DNA binding and in vivo function of C.elegans PEB-1 require a conserved FLYWCH motif.

Beaster-Jones L, Okkema PG
J Mol Biol. 2004; 339: 695-706

Caenorhabditis elegans PEB-1 is a novel protein containing a DNA-binding domain in its N terminus, which includes a Cys/His-rich FLYWCH motif also found in Drosophila Mod(mdg4) proteins, and a large C-terminal domain of unknown function. PEB-1 is expressed in most pharyngeal cell types, but its molecular function remains unclear. Here we describe comparative and functional analyses of PEB-1. Characterization of the PEB-1 sequence from C.briggsae indicates highest conservation in the DNA-binding domain (including the FLYWCH motif) and the C terminus, suggesting two functional domains. The PEB-1 FLYWCH motif is essential for DNA-binding and in vivo function; however, it does not bind detectable metal. Likewise, the PEB-1 C terminus is necessary for full activity in vivo, although the DNA-binding domain alone is sufficient for partial function. Both the FLYWCH motif and the C-terminal domain are required for efficient nuclear localization, suggesting PEB-1 must bind DNA and other components to remain in the nucleus. Analysis of binding sites revealed a YDTGCCRW PEB-1 consensus-binding site, and matches to this consensus are widespread in the C.elegans genome.

Default repression and Notch signaling: Hairless acts as an adaptor to recruit the corepressors Groucho and dCtBP to Suppressor of Hairless.
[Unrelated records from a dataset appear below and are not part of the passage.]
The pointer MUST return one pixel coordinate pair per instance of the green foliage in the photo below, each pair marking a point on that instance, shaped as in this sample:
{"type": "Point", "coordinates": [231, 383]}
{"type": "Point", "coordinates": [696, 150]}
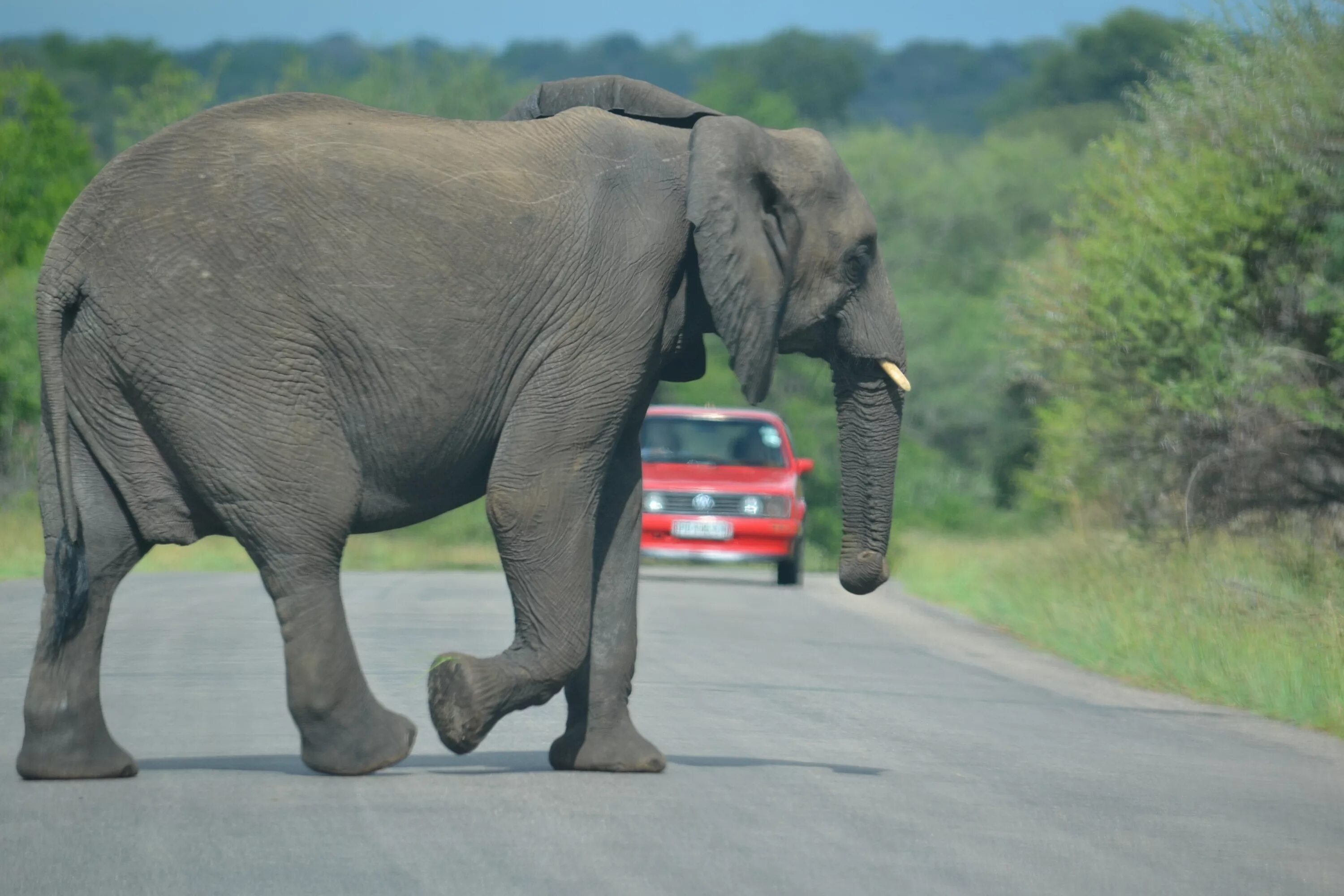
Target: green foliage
{"type": "Point", "coordinates": [45, 162]}
{"type": "Point", "coordinates": [1187, 323]}
{"type": "Point", "coordinates": [951, 214]}
{"type": "Point", "coordinates": [1238, 621]}
{"type": "Point", "coordinates": [820, 76]}
{"type": "Point", "coordinates": [21, 404]}
{"type": "Point", "coordinates": [943, 86]}
{"type": "Point", "coordinates": [437, 82]}
{"type": "Point", "coordinates": [88, 74]}
{"type": "Point", "coordinates": [738, 93]}
{"type": "Point", "coordinates": [170, 96]}
{"type": "Point", "coordinates": [1101, 64]}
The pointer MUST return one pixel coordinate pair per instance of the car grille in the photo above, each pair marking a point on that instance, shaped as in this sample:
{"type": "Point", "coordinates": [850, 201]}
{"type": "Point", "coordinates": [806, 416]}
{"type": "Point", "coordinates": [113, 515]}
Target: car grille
{"type": "Point", "coordinates": [724, 504]}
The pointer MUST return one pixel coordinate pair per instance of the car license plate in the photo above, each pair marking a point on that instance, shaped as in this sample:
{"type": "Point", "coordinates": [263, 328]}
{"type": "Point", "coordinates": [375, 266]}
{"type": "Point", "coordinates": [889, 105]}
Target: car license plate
{"type": "Point", "coordinates": [703, 530]}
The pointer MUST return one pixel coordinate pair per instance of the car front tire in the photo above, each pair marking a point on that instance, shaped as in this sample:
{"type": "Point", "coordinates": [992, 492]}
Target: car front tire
{"type": "Point", "coordinates": [791, 571]}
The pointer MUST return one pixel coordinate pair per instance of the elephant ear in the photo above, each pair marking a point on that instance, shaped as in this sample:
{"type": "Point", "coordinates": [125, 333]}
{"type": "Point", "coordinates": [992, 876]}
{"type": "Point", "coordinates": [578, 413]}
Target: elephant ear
{"type": "Point", "coordinates": [745, 234]}
{"type": "Point", "coordinates": [615, 93]}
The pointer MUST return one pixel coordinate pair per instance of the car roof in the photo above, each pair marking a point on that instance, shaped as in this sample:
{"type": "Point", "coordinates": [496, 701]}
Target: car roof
{"type": "Point", "coordinates": [705, 413]}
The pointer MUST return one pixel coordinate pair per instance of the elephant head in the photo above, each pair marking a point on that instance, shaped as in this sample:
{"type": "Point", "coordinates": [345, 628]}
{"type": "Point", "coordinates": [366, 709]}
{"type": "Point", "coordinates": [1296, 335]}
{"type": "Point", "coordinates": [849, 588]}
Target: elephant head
{"type": "Point", "coordinates": [787, 261]}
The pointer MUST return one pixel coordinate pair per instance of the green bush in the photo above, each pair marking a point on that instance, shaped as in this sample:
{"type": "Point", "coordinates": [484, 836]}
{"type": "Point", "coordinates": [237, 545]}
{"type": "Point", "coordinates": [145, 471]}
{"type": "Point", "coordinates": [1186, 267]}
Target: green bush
{"type": "Point", "coordinates": [1189, 323]}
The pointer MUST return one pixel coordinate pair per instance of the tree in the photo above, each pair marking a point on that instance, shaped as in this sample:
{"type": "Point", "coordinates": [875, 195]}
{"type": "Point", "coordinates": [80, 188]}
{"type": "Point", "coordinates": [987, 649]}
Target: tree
{"type": "Point", "coordinates": [45, 162]}
{"type": "Point", "coordinates": [1100, 64]}
{"type": "Point", "coordinates": [820, 76]}
{"type": "Point", "coordinates": [171, 95]}
{"type": "Point", "coordinates": [1189, 323]}
{"type": "Point", "coordinates": [737, 93]}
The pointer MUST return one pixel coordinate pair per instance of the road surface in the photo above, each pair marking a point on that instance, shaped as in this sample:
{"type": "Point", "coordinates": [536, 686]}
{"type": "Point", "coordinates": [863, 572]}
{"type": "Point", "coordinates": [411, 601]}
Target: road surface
{"type": "Point", "coordinates": [818, 743]}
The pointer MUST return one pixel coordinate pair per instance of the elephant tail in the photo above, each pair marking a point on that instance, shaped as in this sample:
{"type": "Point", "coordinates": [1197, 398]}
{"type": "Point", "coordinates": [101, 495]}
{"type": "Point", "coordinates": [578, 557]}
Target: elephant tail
{"type": "Point", "coordinates": [60, 295]}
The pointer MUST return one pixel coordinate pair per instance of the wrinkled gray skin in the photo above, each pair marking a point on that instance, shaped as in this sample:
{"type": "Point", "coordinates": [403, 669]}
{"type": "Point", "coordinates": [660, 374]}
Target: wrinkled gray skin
{"type": "Point", "coordinates": [296, 318]}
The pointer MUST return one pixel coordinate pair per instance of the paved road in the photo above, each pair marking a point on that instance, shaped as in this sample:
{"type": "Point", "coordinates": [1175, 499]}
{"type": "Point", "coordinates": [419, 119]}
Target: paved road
{"type": "Point", "coordinates": [819, 743]}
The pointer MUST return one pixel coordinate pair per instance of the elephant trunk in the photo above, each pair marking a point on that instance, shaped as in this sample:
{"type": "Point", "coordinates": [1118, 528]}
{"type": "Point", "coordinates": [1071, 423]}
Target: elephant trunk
{"type": "Point", "coordinates": [870, 388]}
{"type": "Point", "coordinates": [869, 414]}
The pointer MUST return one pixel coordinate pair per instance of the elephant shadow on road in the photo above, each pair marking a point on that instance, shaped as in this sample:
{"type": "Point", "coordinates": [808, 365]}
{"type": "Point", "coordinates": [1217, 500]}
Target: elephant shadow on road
{"type": "Point", "coordinates": [483, 763]}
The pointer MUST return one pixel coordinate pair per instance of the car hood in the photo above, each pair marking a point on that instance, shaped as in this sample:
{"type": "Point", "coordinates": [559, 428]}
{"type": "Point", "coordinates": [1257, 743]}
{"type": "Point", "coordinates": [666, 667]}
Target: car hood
{"type": "Point", "coordinates": [703, 477]}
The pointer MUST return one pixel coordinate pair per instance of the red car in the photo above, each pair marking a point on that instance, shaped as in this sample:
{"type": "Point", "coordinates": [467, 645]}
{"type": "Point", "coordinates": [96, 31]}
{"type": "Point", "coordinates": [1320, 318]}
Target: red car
{"type": "Point", "coordinates": [722, 485]}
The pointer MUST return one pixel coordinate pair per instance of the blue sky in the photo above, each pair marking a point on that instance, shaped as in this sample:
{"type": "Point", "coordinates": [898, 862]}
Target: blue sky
{"type": "Point", "coordinates": [186, 23]}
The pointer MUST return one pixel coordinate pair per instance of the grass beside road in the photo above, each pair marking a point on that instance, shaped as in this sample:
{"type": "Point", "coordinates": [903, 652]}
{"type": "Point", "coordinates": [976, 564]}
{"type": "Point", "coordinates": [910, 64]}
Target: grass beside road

Barolo S, Stone T, Bang AG, Posakony JW
Genes Dev. 2002; 16: 1964-76

The DNA-binding transcription factor Suppressor of Hairless [Su(H)] functions as an activator during Notch (N) pathway signaling, but can act as a repressor in the absence of signaling. Hairless (H), a novel Drosophila protein, binds to Su(H) and has been proposed to antagonize N signaling by inhibiting DNA binding by Su(H). Here we show that, in vitro, H directly binds two corepressor proteins, Groucho (Gro) and dCtBP. Reduction of gro or dCtBP function enhances H mutant phenotypes and suppresses N phenotypes in the adult mechanosensory bristle. This activity of gro is surprising, because it is directed oppositely to its traditionally defined role as a neurogenic gene. We find that Su(H)-H complexes can bind to DNA with high efficiency in vitro. Furthermore, a H-VP16 fusion protein causes dominant-negative phenotypes in vivo, a result consistent with the proposal that H functions in transcriptional repression. Taken together, our findings indicate that "default repression" of N pathway target genes by an unusual adaptor/corepressor complex is essential for proper cell fate specification during Drosophila peripheral nervous system development.